Necesitamos por encima de todo detener el tiempo voraz, inmortalizar el instante, congelar la existencia para irla consumiendo en porciones. El turismo se ha convertido en un pretexto frenético para retratarse al lado de cualquier cosa; el imperativo no es tanto ver mundo como regresar a casa con las instantáneas del menda en calzón corto delante del kremlin o margullendo en las cataratas. Conmemoramos en vídeo los pucheros de nuestros hijos, sus dientes de leche, sus primeros pasos, a sabiendas de que más tarde el rey de la casa se convertirá en un gandul lleno de granos purulentos.
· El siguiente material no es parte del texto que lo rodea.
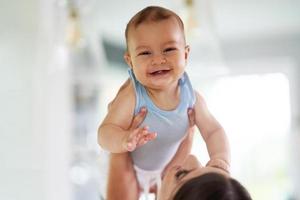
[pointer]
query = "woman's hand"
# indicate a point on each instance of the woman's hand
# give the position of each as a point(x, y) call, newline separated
point(138, 136)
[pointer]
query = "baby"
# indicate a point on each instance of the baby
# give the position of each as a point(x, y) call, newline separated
point(157, 56)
Aflojamos sumas astronómicas por las fotos del día de nuestra boda, pero luego no consta que en caso de divorcio haya litigio alguno por dirimir quién se queda con las reliquias del chasco.
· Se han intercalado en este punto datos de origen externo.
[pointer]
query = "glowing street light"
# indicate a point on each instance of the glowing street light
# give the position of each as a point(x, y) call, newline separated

¿Por qué entonces obstinarnos en perpetuar la fugacidad? ¿Será porque todo se acaba? ¿Por qué la infancia pasa, pasa el amor, pasa el juego, la vida pasa, y hasta el recuerdo? Sartre se inventó aquello de que "el infierno son los otros" porque intuía que los seres humanos necesitamos reconocernos en la mirada ajena. Pero nadie sabe cuándo le sonríe por última vez a un objetivo. Nadie alcanza a saber cuándo se contempla por última vez en la mirada del otro. Al final los ídolos se los lleva el agua y sólo quedan los sueños. Y ni siquiera se pueden alquilar en un blockbuster.